Amber FF image from https://www.researchgate.net/profile/Ling-Hong_Hung/publication/5773728/figure/fig1/AS:340704250351617@1458241631445/The-physical-models-for-the-AMBER-molecular-mechanics-force-field-Atoms-and-bonds-are.png

For every bond, angle, dihedral, or non-bonded pair in your system, there is an equation that describes the energy as a function of distance or angle. As you can see, the equations might be something you learned from intro physics courses - harmonic springs, cosine series, coulomb’s law. It’s actually quite remarkable that these very basic equations not only do a pretty good job describing our system, but they actually fall out of the theory and approximations (see below for some example energetic profiles).

Energy Profile image from https://live.staticflickr.com/2/1608614_5ae09db3ec_z.jpg

Armed with these force fields, we can perform simulations and obtain a plethora of properties:

  • Transport properties (diffusion, viscosity, heat transfer, permeability, conductivity, friction)
  • Thermodynamic properties (free energies, heat capacities, density, activity coefficients, heats of vaporization, vapor pressure, contact angles, surface tensions)
  • Structural properties (crystallographic, packing, phase behavior)
  • Protein folding, membrane signaling, membrane transport
  • Metal-organic frameworks and zeolites and their loading capacity
  • Relative free energies to compare chemical states and drug binding affinities

Even though MM methods broaden the scope of things we can computationally study, there are still many, many natural phenomena MM methods still cannot attain.

  • Many biological phenomena occur on length and time scales just out of reach, but the computational resources are always growing.
  • Bulk material properties and crack propagation are things amenable to more finite element methods.

Furthermore, the quality of the computational result is dependent on the quality of the model.

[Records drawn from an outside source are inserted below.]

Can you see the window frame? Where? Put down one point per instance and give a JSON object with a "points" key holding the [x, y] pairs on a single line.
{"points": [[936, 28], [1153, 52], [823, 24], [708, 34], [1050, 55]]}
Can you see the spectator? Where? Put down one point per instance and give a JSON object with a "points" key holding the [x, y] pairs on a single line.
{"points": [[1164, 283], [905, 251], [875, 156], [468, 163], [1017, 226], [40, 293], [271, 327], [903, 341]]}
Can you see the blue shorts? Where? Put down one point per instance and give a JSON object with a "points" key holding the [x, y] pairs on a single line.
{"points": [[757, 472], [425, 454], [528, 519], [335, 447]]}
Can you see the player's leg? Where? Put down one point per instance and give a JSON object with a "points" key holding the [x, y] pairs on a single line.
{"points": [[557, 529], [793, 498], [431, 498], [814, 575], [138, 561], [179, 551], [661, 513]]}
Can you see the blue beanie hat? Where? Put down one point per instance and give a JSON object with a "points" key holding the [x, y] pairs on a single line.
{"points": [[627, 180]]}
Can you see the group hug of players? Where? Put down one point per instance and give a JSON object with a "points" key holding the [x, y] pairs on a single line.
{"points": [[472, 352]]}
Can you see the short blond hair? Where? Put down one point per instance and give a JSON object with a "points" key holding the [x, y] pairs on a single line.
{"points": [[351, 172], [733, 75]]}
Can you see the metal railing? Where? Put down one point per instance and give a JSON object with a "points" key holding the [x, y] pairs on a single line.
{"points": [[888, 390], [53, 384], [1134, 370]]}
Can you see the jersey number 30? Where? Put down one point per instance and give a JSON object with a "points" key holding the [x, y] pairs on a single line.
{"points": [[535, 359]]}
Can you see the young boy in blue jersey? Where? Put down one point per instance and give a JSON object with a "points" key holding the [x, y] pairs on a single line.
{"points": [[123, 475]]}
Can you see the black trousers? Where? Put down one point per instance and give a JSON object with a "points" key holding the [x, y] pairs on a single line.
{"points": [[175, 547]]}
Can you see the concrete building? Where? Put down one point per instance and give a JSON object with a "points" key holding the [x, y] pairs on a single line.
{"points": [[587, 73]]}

Garbage in, garbage out.

Concluding remarks

Molecular modeling is much like any other sort of modeling, you have a system of interest and you want to describe the parameters, properties, features of interest via some sort of equation. The choice of model (QM to MM) will depend on the problem you are trying to solve. Accuracy vs computational expense is a neverending battle.

The bread and butter of my PhD research utilizes molecular modeling via molecular mechanics methods. I’ll be back again to discuss the computational techniques within molecular mechanics, sampling/simulation with these models, and some of the analysis/quantities we like to report.